This is another release of memgaze but with a bunch of quality of life fixes and a few new features like the tools for better extracting specific images and algorithmically solving for their likely original image widths.

This algorithm is based it on the idea that while manually adjusting the horizontal image width with a slider I'd see how there'd be diagonal lines (aliasing?) formed whenever the horizontal width wasn't just right (or some harmonic multiple of right). If it was right then the pixel at X position 89 in one line would likely be the same or similar to pixel at X position 89 in the line below it. Vertical lines. Only when it was the right width would the slanted lines disappear. Telling this to gemini-2.5-pro resulted in the code to do it.
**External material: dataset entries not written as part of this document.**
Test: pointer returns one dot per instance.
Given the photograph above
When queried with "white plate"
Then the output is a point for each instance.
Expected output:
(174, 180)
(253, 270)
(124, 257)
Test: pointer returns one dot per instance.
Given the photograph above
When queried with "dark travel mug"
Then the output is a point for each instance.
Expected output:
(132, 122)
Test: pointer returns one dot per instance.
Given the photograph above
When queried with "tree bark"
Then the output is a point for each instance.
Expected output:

It steps through a large range of tested horizontal resolutions and for each it compares vertically adjacent pairs of lines in the image to see how different they are. Specifically it does line_n - line_n+1 = score and takes the absolute value of [score] for all line pairs in an image summed together as the real score for that test width. The lower the score, the more the two adjacent lines are very close to the same, the more likely it is that that's the right resolution without wrapping or aliasing. So it goes through and computes the net score for each resolution and then reports the one with the lowest as the likely horizontal resolution and sets the image object to display it.
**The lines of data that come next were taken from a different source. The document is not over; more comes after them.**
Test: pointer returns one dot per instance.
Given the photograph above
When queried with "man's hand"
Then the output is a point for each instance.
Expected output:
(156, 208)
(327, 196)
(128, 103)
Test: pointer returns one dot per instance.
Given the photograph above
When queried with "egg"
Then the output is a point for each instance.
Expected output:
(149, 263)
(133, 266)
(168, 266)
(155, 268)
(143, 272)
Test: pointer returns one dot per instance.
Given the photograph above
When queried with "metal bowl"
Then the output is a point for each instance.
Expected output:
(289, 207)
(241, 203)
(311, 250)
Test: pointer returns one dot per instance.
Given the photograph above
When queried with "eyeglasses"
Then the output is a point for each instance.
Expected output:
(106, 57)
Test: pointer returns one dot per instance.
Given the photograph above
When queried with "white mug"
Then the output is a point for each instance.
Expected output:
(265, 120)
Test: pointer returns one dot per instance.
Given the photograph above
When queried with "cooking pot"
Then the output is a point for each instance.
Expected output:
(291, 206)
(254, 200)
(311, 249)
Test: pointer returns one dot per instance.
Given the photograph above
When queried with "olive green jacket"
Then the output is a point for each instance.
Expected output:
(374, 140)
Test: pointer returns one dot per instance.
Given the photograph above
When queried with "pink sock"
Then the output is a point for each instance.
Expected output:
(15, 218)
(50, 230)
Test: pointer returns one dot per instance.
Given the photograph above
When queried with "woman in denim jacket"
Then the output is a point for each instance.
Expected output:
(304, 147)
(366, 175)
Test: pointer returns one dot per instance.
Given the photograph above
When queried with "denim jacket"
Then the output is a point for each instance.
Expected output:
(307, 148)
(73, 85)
This usually works. If there's no real order in the data it'll often have a bias for settling on lower horizontal resolutions rather than higher. But for actual image data it will at least settle on an alias of the image from which you can figure out (based on overlaping/mirror repetition) to go higher or lower manually to find the true width. And if the image representation in ram has blank lines between actual lines this only find harmonic multiples of the true resolution.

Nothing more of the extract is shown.